Btw that poses a funny problem for right wing politicians; they dig up an old Dutch symbol going back to our sea faring glory days of the 17th century, like flying the Prinsenvlag, and then the press points out to them that that same symbol was used by the party that collaborated with the German occupiers.
And other symbols of our national glory days are tainted by their association with colonialism.
posted by joost de vries at 9:55 AM on January 29, 2012


Dreadnought: "[Monarchy is] every bit as important to a patriotic citizen of a monarchy as the flag or constitution is to an American."
Sorry, but: bullshit. (Or in other words: thanks for calling me un-patriotic, you insensitive clod.) I consider myself a fairly patriotic citizen, and I think our royal family would look great in a guillotine.
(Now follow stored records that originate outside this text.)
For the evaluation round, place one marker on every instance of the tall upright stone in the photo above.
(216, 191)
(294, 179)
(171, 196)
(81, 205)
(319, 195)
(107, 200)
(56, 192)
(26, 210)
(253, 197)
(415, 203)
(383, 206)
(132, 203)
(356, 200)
It doesn't make for really good TV due to all the kids they have, but at least it would be over quickly. And then we could use their waiting room at the central station in our capital for something else.
Furthermore, please refrain from telling the Dutch that they should be more like the Germans because... seriously!"
Total derail, but I think it would be nice if the Dutch were more like the Germans in some aspects. Like not banning burkas, for instance.
posted by brokkr at 12:56 PM on January 29, 2012


This is very pretty and I wish I could read the information.
Does anyone know what the music is on the "Amsterdam" page?
posted by j at 1:19 PM on January 29, 2012


j, according to the text of the audio description for the blind it's Mozart Divertimento K. 251 Molto allegro.
posted by joost de vries at 1:34 PM on January 29, 2012


Hm, brokkr, I think dreadnought was just trying to be polite.